South Korea plans to shut 10 ageing coal-fired power plants by 2025, as Asia's fourth-largest economy seeks to cut its reliance on dirtier fuels after a pledge at last year's Paris climate summit to reduce greenhouse gas emissions.
Coal accounts for 40 percent of South Korea's electricity supplies, but in a tilt towards cleaner fuels Seoul recently said it was targeting $37 billion in renewable energy investment by 2020.
The shutting of the coal plants could also lower fine dust levels by 24 percent by 2030 from 2015 levels, the energy ministry said.
"In response to growing concerns over fine dusts, we will lower the share of coal power by shutting down old coal-fired power plants and restricting to add new coal-fired power plants in the future," the ministry said in a statement.

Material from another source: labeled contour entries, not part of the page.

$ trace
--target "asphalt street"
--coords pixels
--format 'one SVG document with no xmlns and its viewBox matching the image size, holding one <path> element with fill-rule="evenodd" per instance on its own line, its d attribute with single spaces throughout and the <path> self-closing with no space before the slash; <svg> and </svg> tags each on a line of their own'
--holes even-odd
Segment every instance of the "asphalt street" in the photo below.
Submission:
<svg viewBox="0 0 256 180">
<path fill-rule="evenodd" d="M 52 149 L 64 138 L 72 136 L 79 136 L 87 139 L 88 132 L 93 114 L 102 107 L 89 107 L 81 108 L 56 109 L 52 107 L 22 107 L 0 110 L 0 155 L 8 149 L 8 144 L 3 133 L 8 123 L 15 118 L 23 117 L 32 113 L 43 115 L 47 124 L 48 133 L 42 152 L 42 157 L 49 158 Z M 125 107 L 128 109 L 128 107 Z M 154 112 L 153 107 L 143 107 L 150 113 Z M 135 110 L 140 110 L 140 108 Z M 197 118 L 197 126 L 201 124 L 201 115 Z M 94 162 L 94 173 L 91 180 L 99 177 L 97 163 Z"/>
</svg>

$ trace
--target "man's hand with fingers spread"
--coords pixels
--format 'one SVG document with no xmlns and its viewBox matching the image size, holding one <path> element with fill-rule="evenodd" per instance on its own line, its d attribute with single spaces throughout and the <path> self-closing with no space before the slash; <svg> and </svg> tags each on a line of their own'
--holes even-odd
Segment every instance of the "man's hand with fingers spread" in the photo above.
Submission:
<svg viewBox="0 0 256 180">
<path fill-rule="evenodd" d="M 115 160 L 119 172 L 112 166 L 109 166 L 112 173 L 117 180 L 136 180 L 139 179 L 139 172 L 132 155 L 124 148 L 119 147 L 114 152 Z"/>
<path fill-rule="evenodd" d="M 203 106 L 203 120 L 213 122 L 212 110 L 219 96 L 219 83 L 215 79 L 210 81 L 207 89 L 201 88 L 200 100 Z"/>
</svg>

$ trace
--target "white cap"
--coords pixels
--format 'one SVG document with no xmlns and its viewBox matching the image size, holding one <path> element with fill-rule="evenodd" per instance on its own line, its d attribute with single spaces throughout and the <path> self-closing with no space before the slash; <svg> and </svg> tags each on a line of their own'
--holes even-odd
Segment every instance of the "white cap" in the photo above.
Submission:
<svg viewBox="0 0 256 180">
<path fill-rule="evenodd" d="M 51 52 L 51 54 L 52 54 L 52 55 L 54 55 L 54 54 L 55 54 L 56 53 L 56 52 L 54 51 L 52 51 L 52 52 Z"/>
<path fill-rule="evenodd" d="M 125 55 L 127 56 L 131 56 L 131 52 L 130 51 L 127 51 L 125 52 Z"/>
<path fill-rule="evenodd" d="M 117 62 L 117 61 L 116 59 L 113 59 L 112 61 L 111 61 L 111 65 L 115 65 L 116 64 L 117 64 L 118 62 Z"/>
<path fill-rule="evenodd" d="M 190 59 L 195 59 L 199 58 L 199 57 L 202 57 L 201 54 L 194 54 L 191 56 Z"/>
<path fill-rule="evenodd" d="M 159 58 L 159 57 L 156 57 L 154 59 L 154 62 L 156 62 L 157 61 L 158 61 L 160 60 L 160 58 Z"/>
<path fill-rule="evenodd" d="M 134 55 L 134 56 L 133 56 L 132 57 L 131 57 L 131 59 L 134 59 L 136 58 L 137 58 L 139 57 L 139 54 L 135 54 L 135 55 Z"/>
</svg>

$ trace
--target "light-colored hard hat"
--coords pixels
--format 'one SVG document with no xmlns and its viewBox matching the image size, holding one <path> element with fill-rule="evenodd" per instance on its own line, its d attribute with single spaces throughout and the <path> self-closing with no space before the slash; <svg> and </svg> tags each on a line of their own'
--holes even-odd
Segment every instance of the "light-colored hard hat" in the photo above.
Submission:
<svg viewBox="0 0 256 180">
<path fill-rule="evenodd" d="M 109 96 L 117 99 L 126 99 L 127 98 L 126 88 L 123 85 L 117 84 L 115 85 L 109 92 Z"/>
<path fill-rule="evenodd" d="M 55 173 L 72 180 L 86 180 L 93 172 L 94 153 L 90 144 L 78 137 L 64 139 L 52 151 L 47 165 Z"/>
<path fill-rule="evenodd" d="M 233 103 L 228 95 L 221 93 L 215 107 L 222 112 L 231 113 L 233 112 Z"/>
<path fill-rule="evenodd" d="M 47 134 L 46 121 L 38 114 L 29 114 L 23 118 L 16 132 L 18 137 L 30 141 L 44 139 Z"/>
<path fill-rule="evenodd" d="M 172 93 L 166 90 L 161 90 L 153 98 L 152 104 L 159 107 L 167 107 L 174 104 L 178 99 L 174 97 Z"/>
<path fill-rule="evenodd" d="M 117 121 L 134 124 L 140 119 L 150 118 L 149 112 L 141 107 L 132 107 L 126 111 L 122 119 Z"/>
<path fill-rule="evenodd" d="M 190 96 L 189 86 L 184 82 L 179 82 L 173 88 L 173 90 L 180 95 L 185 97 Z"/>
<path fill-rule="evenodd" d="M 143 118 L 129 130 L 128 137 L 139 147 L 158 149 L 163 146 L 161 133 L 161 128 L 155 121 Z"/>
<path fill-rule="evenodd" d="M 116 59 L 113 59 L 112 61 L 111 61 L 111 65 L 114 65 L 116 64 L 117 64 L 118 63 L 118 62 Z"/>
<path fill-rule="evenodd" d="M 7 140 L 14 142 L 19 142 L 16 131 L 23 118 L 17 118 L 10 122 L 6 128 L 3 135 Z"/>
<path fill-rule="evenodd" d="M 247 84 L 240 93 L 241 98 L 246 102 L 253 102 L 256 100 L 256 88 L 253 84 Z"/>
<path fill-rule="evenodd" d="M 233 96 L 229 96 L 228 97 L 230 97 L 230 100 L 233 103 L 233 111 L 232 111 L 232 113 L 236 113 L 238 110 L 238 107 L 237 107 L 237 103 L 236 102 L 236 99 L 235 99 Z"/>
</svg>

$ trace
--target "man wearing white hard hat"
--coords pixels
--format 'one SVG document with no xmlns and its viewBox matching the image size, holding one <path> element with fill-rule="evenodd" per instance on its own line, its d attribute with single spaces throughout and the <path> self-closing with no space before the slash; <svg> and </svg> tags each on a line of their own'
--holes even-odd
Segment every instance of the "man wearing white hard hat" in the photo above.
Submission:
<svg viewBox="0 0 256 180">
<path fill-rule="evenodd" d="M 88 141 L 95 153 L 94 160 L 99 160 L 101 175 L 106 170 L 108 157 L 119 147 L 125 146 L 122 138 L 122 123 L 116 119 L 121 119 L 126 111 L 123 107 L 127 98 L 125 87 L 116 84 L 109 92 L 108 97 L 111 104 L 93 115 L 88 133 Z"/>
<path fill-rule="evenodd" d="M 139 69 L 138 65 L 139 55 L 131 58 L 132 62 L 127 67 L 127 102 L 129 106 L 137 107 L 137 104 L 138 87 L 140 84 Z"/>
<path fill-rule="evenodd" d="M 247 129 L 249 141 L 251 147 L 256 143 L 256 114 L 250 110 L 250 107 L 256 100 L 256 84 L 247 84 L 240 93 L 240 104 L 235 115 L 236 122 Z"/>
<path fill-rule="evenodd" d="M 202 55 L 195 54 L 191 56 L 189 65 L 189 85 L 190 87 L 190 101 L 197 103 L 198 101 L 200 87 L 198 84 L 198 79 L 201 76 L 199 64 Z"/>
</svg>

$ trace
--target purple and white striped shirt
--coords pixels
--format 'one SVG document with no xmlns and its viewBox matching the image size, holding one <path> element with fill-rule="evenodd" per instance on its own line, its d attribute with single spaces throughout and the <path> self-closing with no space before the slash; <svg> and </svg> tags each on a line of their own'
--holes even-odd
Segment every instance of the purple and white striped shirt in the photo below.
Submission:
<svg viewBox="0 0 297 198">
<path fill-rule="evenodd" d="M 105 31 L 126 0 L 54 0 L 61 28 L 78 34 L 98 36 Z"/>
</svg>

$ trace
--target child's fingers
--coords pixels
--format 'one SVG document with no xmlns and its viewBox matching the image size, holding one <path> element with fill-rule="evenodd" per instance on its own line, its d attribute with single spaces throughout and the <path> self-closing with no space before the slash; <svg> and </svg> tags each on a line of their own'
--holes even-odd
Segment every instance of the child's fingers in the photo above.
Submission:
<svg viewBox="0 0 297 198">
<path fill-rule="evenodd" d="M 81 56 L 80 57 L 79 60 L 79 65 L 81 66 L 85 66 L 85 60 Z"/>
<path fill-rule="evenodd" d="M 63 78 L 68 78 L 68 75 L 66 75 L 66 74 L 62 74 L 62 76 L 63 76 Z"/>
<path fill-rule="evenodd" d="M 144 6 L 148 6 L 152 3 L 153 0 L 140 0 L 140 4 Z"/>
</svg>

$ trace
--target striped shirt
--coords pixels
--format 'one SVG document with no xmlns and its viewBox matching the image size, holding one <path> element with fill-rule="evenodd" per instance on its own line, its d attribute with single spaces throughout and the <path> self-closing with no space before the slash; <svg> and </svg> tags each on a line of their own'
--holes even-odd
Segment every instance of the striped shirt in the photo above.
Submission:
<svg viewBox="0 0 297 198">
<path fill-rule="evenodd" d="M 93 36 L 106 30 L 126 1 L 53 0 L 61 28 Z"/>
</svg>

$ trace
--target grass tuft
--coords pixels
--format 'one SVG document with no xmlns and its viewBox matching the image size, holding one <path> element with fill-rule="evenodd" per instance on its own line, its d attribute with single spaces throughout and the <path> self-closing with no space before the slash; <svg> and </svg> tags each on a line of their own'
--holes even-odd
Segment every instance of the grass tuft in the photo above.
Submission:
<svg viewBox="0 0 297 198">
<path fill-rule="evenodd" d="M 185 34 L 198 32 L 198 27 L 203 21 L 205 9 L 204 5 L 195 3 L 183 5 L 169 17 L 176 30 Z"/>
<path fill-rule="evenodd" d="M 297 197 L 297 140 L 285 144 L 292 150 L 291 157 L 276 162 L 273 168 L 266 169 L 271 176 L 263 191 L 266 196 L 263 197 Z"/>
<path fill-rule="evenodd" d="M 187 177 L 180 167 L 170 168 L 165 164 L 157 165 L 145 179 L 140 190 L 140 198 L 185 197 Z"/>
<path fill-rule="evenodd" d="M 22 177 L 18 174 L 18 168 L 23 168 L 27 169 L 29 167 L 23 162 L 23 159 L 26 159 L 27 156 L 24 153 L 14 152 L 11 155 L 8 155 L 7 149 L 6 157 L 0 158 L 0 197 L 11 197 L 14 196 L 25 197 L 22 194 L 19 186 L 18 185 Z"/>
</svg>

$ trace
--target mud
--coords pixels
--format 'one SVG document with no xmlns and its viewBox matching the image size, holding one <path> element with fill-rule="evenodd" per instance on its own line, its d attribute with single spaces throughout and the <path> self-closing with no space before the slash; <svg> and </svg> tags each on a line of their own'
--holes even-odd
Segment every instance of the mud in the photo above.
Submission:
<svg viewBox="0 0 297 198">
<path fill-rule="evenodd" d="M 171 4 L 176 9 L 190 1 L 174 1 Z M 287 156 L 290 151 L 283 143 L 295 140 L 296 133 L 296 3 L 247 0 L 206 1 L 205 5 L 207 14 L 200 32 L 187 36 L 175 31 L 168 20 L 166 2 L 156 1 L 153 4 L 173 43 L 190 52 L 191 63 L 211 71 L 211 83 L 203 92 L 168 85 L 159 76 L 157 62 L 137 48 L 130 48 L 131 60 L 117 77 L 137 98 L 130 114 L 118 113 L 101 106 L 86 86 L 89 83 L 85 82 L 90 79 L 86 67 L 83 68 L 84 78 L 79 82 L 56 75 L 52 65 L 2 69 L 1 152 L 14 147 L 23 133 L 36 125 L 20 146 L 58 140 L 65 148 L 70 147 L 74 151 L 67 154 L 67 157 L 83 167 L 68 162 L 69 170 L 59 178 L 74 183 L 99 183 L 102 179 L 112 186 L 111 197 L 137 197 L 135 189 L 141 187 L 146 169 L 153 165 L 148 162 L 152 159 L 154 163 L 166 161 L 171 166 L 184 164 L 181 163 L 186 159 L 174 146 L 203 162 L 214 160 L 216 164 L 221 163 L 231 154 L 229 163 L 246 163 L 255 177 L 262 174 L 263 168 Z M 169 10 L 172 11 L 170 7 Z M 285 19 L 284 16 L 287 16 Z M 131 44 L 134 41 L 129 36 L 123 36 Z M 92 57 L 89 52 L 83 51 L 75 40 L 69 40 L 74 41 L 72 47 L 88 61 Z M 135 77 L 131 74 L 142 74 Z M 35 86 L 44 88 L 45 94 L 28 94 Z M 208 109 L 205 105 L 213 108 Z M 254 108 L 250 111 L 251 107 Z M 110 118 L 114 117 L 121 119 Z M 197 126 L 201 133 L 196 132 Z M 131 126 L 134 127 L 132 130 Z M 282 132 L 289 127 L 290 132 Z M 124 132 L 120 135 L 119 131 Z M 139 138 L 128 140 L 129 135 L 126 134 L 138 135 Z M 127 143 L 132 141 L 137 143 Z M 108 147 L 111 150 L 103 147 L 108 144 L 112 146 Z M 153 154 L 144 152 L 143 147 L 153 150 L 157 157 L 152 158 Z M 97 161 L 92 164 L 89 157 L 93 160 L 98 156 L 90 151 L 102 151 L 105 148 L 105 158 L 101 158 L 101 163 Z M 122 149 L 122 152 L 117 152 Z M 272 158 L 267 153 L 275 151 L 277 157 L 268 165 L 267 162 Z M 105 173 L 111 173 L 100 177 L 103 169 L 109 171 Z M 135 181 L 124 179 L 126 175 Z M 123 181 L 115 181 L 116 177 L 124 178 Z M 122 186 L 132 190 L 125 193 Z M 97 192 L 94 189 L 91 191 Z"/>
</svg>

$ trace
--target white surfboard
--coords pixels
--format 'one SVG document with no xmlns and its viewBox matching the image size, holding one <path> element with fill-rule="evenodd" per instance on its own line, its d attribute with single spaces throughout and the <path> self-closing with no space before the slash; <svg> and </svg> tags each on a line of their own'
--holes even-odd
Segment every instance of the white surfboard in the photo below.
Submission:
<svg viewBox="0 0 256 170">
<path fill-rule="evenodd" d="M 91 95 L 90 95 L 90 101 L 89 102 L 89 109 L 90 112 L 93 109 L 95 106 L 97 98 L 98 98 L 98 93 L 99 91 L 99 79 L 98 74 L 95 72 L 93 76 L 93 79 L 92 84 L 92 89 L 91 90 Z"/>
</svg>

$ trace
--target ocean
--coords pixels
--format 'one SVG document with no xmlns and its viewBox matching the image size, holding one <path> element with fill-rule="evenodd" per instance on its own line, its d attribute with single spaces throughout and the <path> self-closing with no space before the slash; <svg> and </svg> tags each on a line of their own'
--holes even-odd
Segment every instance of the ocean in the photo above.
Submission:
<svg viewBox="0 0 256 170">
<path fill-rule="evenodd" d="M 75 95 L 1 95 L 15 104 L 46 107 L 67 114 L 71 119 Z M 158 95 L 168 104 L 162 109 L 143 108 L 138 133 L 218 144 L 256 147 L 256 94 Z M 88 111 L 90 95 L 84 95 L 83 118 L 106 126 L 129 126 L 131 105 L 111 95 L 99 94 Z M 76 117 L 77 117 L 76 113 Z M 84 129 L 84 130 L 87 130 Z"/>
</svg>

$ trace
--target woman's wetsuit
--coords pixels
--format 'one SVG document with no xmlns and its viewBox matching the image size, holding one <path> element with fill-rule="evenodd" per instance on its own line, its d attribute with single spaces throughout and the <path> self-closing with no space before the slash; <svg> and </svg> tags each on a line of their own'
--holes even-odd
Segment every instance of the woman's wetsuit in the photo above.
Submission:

In Paris, South Korea agreed to reduce emissions by 37 percent by 2030 and a ministry official said reduced coal use is expected to curtail emissions by about 6 percent. South Korea is still committed to building 20 new coal-fired plants by 2022, but no additional plants would be considered in a new power plan next year, the ministry said.
Energy minister Joo Hyung-hwan said the percentage of total installed power capacity from coal was expected to edge down to 26.2 percent by 2029 from 28 percent in 2015. Another ministry official said the amount of electricity produced by coal would also fall but no estimate was available yet.
State-run utilities will spend 10 trillion won ($8.68 billion) on closures and upgrading existing plants by 2030 to lower emissions.
Of the 10 plants due to be retired, two will use biomass rather than coal from 2017, the statement said. "The shutdown of 10 old coal power plants will not affect the country's power supply as we can replace them with alternative energy like biomass and renewables gradually," said Yoon Jong-Keun, president of Korea Southern Power Co Ltd (KOSPO), which is owned by Korea Electric Power Corp.
Out of the remaining 43 coal power plants, eight that are more than 20-years old will be retrofitted to curtail emissions, while the rest will get expanded emission-reduction facilities.
Currently, South Korea generates 30 percent of electricity from nuclear and 25 percent from liquefied natural gas.
A shift away from coal could help reduce South Korean imports in the long run, though nearer term coal demand is expected to rise as new plants open.